Targeted therapy for adrenocortical tumors in transgenic mice through their LH receptor by Hecate-human chorionic gonadotropin conjugate

Abstract

Novel strategies are needed for the treatment of adrenocortical tumors that are usually resistant to chemotherapy. Hecate, a 23-amino acid lytic peptide, was conjugated to the 15-amino acid (81-95) fragment of the human chorionic gonadotropin beta (CGbeta) chain, which would selectively kill cancer cells expressing the LH receptor (LHR) sparing the normal ones with LHR. To prove the principle that Hecate-CGbeta conjugate may eradicate tumors ectopically expressing plasma membrane receptors, transgenic (TG) inhibin alpha-subunit promoter (inhalpha)/Simian Virus 40 T-antigen mice, expressing LHR in their adrenal gland tumors, were used as the experimental model. Wild-type control littermates and TG mice with adrenal tumors were treated with either Hecate or Hecate-CGbeta conjugate at the age of 6.5 months for 3 weeks and killed 7 days after the last treatment. The Hecate-CGbeta conjugate reduced the adrenal tumor burden significantly in TG male but not in female mice, in comparison with Hecate-treated mice.

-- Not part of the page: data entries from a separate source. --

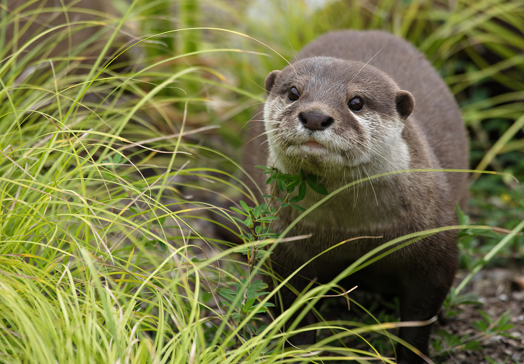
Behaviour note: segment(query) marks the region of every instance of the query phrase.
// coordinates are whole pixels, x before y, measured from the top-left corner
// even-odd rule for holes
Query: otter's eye
[[[287,92],[287,99],[290,101],[296,101],[300,96],[300,94],[298,93],[298,90],[295,87],[291,87]]]
[[[347,104],[350,109],[356,112],[362,111],[364,108],[364,101],[360,97],[355,97]]]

Hecate-CGbeta conjugate treatment did not affect normal adrenocortical function as the serum corticosterone level between Hecate and Hecate-CGbeta conjugate groups were similar. The mRNA and protein expressions of GATA-4 and LHR colocalized only in tumor area, and a significant downregulation of gene expression was found after the Hecate-CGbeta conjugate in comparison with Hecate- and/or non-treated adrenal tumors by western blotting. This finding provides evidence for a selective destruction of the tumor cells by the Hecate-CGbeta conjugate. Hereby, our findings support the principle that Hecate-CGbeta conjugate is able to specifically destroy tumor cells that ectopically express LHR.